EVEN I'm not that the old to have shaken my tush at the Olympia in its previous incarnation as the Locarno ballroom.
In more recent years, however, the journey to West Derby Road has been shaped by a venue which, in its current guise, has earned a reputation for left field versatility that is up for staging just about anything. 
 
With an exterior that bears more than a passing resemblance to the much-missed Liverpool Stadium, its 2,000-capacity interior is a multi- balcony mutant cross between the quaint  Shepherd's Bush Empire in London and our own Royal Court in the "shabby shit" years before its chic makeover.
 
The primal hypnotic draw of Carpenter was melding something between the tinkerings of early Human League and Kraftwerk and combining it with a little bit of Sabbath
With no designated seating you have to get in early to park a butt in the balcony, or otherwise take your spec standing on the vast floor of the ballroom itself.
 
The impression is of organised chaos but there is a hedonistic buzz about the place no doubt psychically inherited from its jitterbug dancehall nights of yore.
 
The feelgood factor is  helped by numerous bars scattered all around - similar to that of the Liverpool 02's main sector - ensuring there's no handbags-at-dawn face-offs over who gets served first.
 
So, in keeping with this eccentric reputation, it's appropriate that legendary horror film director John Carpenter should play here, especially in the shade of the Hallloween celebration, one of only a handful of European dates to showcase  live his self-composed, synthesized, anthemic backdrops.
 
Horror, as a genre, is sniffed at by some.

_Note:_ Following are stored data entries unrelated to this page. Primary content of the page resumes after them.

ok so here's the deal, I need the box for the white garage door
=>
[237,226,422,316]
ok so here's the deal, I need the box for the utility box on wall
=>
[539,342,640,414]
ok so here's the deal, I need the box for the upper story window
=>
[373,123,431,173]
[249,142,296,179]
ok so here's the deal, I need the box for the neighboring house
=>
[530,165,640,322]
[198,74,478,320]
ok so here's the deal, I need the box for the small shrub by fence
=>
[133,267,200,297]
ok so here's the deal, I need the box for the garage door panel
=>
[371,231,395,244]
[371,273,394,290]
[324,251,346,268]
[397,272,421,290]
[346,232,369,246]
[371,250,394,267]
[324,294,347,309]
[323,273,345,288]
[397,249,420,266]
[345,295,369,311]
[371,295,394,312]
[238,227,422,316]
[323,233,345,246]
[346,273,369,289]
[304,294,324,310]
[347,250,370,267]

Yet Carpenter is one of the few who have stepped across the divide into general acceptance, helped not least by his acclaimed musical sidebar.
 
Born in 1948, this son of a New York music teacher decided, from his Dark Star in 1974, that the use of the synthesizer - then still in its relative infancy - was  "the means to sound big with just a keyboard".
 
His 1980s heyday may be behind him but not in the opinion of  expectant fans who believe he himself is still BIG and who turned out in force, queuing up outside in a heady, cold, ozone fug of bonfire smoke and the subtle waft of weed on this desolated boulevard on the edge of town.
 
A curious bunch of old and new (the more senior audience members bearing a niggling resemblance to the goateed geek Comic Book Guy who runs The Android's Dungeon shop in The Simpsons), they have stay tuned to his career and, perhaps surprisingly, his recent, purely musical based Lost Themes albums 1 and 2, which have no celluloid connections whatsoever.
 
These instrumentals were intermittently pumped out at the gig by a tight, four piece band - including additional  keyboards - while  Carpenter crouched over his mini synth, picking out doom-laden chords,  a 68-year-old hipster in shades dressed in jet black threads, contrasting his pure white ponytail. 
 
All this newer material was enthusiastically received by the faithful, though the cynical may have labelled it as being caught in net of 80s noodley-guitar-electro-timewarp.
 
The triumph, though, was in the familiar.
 
The primal hypnotic draw of Carpenter was melding something between the tinkerings of early Human League and Kraftwerk and combining it with a little bit of Sabbath. 
 
Somehow, he's made them seem timeless especially when coordinated on a large Olympian stage screen behind the band showing extracts from his all-round masterpieces of the 70s and 80s - the ski-masked slasher Michael Myers of Halloween and cigar-chewing, shoot-'em-up Snake Plissken, Kurt Russell in Escape From New York.
 
We ultmately left with no tricks, only treats.